En kötümser tahminle 103 bin konut olsa ve hepsinin ortalama değeri de 7.5 milyon lira olarak kabul edilse, binde 6 oranıyla ortaya çıkan vergi hasılatı 4.6 milyar lira oluyor. Daha geniş banttan bakarsak 4-6 milyar lira arasında bir vergi bekleniyor.

Bu verginin çok önemli bir özelliği daha var. Toplanacak olan bu vergi, emlak vergisinde olduğu gibi belediyelere gitmiyor. Yani CHP’li belediyelere bu vergiden gidecek bir kuruş yok. Tamamı merkezi yönetim bütçesine yani Maliye’nin kasasına gidiyor. Üstüne üstlük Maliye’ye gidecek paradan da mahalli idarelere herhangi bir pay ayrılması veya kesinti yapılması söz konusu değil. Net ve kemiksiz haliyle vergi dairesine gidecek bir para.

Açıkçası iyi düşünülmüş, fiskalitesi olan verimli bir vergi. Ama siyasi yönü başka.

- Hukuki yönüyle:

Değerli Konut Vergisi’nin Anayasa’ya aykırılığı kesin. Hatta Anayasa’nın 4 maddesi açısından aykırılık söz konusu.

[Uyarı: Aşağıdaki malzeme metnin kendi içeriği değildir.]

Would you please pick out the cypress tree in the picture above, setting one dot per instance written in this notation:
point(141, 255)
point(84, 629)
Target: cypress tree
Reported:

Kanunun yürürlüğe girdiği 7 Aralık 2019 öncesi çalışmalara dayanması ve vergilemeye Tapu ve Kadastro Genel Müdürlüğü rakamlarının esas alınması sıkıntılı.

Aynı yerde yan yana, karşı tarafında veya yakınında olan konutların birim değerlerinin çok farklı değerlendirildiği yönünde ciddi eleştiri ve tespitler var.

Konunun ciddi şekilde itirazlara neden olacağı ve dolayısıyla ileride çok sayıda vergi uyuşmazlık davalarının ortaya çıkacağı kesin.

İmar geçmemiş, köy alanında bulunan, İmar Barışı’ndan yararlanarak Yapı Kayıt Belgesi almış olanların durumu belirsiz.

Değeri 4.9 milyon liradan 100 tane konutu olan bir kişi için kuruş vergi yokken; değeri 5 milyon lira olan bir konutun 100 sahibinin her birine payları oranında vergi var.

Sonuç olarak; Değerli Konut Vergisi, Hükümet için başlangıçta getirisi yönüyle cazip gibi gelmekle beraber daha çok konuşulacak, dolayısıyla sonradan bumerang silahı gibi sahibini vuracak gibi görünüyor. Bekleyip göreceğiz.